Ninguém em Turks Island se sentiria surpreendido se de vez em quando o protótipo de uma nova série saísse de sua trajetória e caísse perto de Crab Key. Antes de mais nada, isto seria atribuído a falhas mecânicas. Mais tarde talvez descobrissem que outros sinais, que não os seus, tinham estado a guiar os seus foguetes. Teria início, então uma guerra de freqüência. Tentariam e conseguiriam localizar a origem dos sinais falsos, mas assim que eu verificasse que eles estavam à minha caça, teria uma derradeira cartada. Os seus foguetes enlouqueceriam. Cairiam em Havana, em Kingston; dariam uma volta e despencariam sobre Miami. Mesmo sem as cargas detonantes, Sr. Bond, cinco toneladas de metal, chocando-se a mil milhas por hora, podem causar terríveis danos numa cidade super-povoada. E depois? Haveria pânico, haveria um clamor público. As experiências teriam de ser interrompidas. A base de Turks Island teria que fechar. E quanto não pagariam os russos para que isso acontecesse, sr. Bond? E quanto por protótipo que eu capturasse para eles? Digamos dez milhões de dólares por toda a operação? Vinte milhões? Seria uma vitória sem preço na corrida dos armamentos. Posso fazer o meu preço, não concorda, sr. Bond? E não concorda também que essas considerações tornam os seus argumentos e ameaças engraçadíssimos?

Bond não respondeu. Nada havia a dizer. Subitamente se viu em pensamento naquela sala tranqüila de Regents Park. Podia ouvir a chuva batendo suavemente contra a janela e a voz de M, impaciente e sarcástica, dizendo: “Oh, algum maldito negócio em torno de aves... umas férias ao sol lhe farão bem... investigações rotineiras.” E ele, Bond, tinha apanhado uma canoa, um caniço e um farnel de piquenique e partira — há quantos dias, há quantas semanas? — “para dar uma espiada”. Bem, ele tinha dado uma espiada na caixa de Pandora. E tinha tido as respostas, conhecera os segredos — e agora?
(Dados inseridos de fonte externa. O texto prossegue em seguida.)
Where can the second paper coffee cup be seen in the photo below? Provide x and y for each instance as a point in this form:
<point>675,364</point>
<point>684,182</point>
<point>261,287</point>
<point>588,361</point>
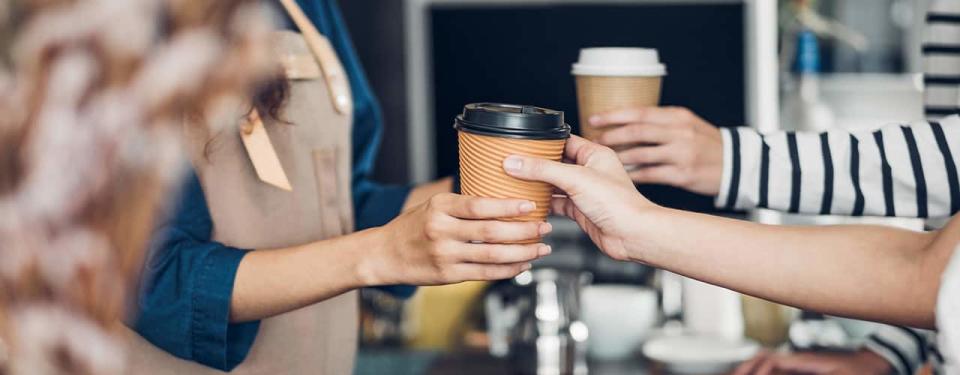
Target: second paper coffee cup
<point>614,78</point>
<point>489,132</point>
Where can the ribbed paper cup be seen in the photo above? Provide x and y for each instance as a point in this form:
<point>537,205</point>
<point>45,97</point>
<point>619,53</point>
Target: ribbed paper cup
<point>601,94</point>
<point>615,78</point>
<point>482,174</point>
<point>488,133</point>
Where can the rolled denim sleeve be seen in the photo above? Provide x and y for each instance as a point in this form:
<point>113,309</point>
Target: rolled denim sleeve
<point>374,204</point>
<point>186,287</point>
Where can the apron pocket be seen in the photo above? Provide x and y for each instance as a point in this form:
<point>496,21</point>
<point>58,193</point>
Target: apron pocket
<point>325,161</point>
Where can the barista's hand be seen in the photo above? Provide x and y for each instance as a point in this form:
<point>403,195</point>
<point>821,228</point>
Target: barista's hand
<point>430,244</point>
<point>599,195</point>
<point>860,363</point>
<point>671,145</point>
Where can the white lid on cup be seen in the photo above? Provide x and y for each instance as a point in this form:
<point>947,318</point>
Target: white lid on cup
<point>619,61</point>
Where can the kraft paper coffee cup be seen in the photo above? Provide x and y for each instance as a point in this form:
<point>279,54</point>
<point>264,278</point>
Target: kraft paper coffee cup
<point>489,132</point>
<point>614,78</point>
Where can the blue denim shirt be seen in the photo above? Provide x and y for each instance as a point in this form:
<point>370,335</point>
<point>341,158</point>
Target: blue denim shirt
<point>184,301</point>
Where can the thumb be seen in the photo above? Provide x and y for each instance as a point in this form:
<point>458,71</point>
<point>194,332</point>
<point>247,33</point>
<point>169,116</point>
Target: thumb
<point>567,177</point>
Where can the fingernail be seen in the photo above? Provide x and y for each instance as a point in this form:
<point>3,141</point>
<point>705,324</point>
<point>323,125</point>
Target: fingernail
<point>527,206</point>
<point>513,164</point>
<point>594,120</point>
<point>544,250</point>
<point>545,228</point>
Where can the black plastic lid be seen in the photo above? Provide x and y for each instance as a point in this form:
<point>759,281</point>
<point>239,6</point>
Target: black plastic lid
<point>512,121</point>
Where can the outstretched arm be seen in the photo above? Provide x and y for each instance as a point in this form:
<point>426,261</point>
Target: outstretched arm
<point>904,170</point>
<point>865,272</point>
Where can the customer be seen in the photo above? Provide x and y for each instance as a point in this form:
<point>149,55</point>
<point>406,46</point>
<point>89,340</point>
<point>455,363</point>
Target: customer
<point>255,271</point>
<point>900,170</point>
<point>866,272</point>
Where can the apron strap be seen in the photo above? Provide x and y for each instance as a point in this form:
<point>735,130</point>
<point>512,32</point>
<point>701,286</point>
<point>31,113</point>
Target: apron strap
<point>333,72</point>
<point>262,154</point>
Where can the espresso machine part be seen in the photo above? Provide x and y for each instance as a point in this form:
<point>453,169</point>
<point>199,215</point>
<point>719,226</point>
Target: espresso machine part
<point>533,320</point>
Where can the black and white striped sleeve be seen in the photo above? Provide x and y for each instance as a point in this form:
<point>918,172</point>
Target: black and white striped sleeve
<point>906,349</point>
<point>898,170</point>
<point>941,59</point>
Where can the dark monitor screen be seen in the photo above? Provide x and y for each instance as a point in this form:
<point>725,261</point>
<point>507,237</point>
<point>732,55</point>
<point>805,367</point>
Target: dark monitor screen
<point>522,54</point>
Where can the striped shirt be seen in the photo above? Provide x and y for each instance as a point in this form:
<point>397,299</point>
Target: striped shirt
<point>903,170</point>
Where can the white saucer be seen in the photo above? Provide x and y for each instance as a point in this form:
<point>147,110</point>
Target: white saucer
<point>688,354</point>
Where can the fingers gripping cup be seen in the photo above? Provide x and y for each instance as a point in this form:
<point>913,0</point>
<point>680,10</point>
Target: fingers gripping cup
<point>610,78</point>
<point>489,133</point>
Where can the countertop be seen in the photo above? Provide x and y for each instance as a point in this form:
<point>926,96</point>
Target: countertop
<point>406,362</point>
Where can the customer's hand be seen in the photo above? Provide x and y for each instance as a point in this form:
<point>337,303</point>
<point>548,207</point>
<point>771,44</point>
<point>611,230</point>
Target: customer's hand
<point>670,145</point>
<point>453,238</point>
<point>599,195</point>
<point>860,363</point>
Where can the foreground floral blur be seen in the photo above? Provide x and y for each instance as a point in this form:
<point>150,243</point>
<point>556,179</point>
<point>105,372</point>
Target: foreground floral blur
<point>93,94</point>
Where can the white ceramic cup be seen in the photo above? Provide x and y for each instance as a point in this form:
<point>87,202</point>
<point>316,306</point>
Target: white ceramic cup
<point>619,319</point>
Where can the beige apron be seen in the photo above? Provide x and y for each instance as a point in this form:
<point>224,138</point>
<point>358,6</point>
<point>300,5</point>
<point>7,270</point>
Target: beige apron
<point>315,153</point>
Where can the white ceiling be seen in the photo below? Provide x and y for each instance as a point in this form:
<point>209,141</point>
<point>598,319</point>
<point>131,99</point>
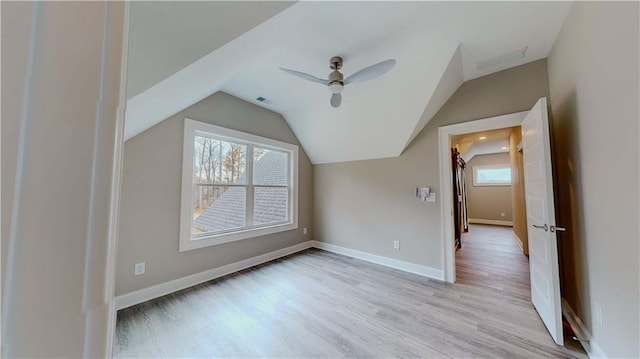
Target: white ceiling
<point>482,143</point>
<point>166,36</point>
<point>437,46</point>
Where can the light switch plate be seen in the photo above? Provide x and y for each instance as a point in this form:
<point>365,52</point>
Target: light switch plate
<point>139,268</point>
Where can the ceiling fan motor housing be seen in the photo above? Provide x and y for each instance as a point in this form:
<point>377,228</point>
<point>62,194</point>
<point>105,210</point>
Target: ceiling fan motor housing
<point>335,82</point>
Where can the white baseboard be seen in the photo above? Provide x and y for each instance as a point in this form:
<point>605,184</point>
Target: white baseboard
<point>580,330</point>
<point>491,221</point>
<point>424,271</point>
<point>158,290</point>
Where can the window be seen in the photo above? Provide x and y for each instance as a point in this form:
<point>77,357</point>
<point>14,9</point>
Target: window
<point>235,186</point>
<point>496,175</point>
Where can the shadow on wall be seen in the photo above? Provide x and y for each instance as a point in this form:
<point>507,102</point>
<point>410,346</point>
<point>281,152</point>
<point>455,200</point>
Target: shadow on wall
<point>574,279</point>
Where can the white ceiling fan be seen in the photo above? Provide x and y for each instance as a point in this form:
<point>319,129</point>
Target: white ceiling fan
<point>336,81</point>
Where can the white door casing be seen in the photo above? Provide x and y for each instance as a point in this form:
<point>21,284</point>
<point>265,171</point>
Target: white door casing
<point>541,228</point>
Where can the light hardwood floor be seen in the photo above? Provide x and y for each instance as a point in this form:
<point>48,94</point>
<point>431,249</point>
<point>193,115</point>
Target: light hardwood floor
<point>320,304</point>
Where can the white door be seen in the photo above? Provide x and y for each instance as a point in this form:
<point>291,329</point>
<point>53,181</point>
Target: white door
<point>541,226</point>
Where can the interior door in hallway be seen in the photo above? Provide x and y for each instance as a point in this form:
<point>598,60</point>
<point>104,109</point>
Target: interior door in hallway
<point>543,249</point>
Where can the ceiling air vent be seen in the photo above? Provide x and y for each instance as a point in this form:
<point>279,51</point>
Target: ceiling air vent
<point>504,59</point>
<point>264,100</point>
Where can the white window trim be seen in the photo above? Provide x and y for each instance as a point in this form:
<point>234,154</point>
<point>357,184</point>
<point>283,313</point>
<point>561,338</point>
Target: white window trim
<point>191,128</point>
<point>482,167</point>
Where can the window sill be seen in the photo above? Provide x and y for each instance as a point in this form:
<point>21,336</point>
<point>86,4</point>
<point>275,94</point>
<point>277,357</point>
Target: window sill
<point>187,244</point>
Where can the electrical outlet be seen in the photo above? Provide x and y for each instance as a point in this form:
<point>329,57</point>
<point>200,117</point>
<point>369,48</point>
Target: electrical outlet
<point>139,268</point>
<point>599,318</point>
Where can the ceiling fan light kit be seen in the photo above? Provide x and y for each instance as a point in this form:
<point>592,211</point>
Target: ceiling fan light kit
<point>336,80</point>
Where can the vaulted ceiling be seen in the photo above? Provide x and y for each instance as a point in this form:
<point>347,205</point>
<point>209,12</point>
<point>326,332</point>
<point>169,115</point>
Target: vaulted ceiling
<point>181,53</point>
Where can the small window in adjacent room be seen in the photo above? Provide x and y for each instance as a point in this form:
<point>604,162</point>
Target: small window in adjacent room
<point>495,175</point>
<point>235,186</point>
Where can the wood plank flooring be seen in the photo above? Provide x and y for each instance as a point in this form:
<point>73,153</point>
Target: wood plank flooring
<point>318,304</point>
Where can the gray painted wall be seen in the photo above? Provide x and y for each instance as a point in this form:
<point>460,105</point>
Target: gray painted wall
<point>593,80</point>
<point>365,205</point>
<point>150,208</point>
<point>488,202</point>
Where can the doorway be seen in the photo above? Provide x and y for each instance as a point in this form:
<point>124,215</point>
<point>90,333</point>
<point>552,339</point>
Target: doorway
<point>488,185</point>
<point>445,135</point>
<point>540,207</point>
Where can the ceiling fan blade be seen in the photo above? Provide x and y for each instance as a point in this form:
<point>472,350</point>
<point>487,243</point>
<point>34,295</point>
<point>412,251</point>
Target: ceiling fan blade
<point>371,72</point>
<point>307,77</point>
<point>336,100</point>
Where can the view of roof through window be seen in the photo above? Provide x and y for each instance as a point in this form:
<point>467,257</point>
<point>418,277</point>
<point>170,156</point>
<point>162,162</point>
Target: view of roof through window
<point>220,186</point>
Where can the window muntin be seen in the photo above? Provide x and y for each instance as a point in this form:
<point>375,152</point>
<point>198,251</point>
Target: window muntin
<point>239,186</point>
<point>493,175</point>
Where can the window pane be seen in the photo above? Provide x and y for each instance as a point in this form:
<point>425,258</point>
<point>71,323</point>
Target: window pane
<point>270,205</point>
<point>500,175</point>
<point>218,208</point>
<point>216,161</point>
<point>270,168</point>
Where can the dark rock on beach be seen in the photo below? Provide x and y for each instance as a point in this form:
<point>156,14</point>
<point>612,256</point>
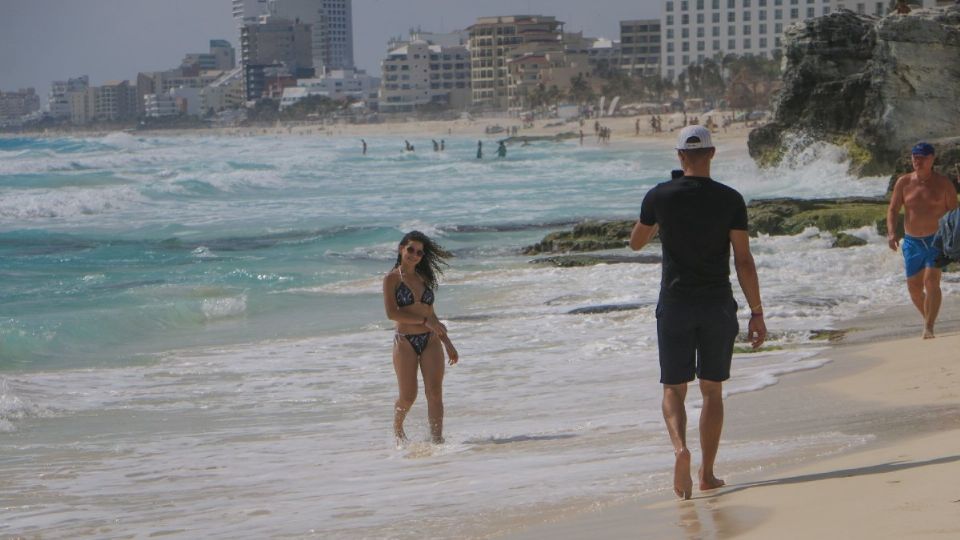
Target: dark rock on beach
<point>605,308</point>
<point>874,86</point>
<point>767,216</point>
<point>848,240</point>
<point>567,261</point>
<point>792,216</point>
<point>585,236</point>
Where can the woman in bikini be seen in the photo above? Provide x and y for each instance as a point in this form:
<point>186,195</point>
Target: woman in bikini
<point>408,299</point>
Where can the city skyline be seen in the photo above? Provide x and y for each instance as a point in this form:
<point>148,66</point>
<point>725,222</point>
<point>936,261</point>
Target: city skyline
<point>158,35</point>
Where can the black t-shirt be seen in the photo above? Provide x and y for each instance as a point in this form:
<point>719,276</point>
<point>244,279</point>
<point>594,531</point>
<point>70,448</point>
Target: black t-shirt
<point>695,216</point>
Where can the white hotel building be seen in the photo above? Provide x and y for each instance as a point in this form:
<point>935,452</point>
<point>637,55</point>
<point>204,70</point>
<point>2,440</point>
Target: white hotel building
<point>694,30</point>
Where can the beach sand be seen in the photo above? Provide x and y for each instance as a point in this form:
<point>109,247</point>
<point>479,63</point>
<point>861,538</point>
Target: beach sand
<point>420,133</point>
<point>886,383</point>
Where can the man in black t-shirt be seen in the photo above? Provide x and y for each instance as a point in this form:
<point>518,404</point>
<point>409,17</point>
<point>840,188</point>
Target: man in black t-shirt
<point>698,220</point>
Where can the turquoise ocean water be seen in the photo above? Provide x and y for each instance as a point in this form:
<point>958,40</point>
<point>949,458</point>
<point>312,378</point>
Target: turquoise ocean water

Agora iriam mostrar-lhe polidamente o caminho para a sepultura, para onde ele levaria consigo o seus segredos arrancados e arrastados por ele em sua lunática aventura. Toda a amargura que lhe ia no íntimo aforou à boca, de modo que por um momento pensou que ia vomitar. Apanhou o copo e esvaziou todo o resto de champanha que nele havia. Depois disse asperamente: — Muito bem, Dr. No. Agora vamos ao cabaré. Qual é o programa — faca, bala, veneno, corda? Mas proceda rapidamente, já o vi bastante.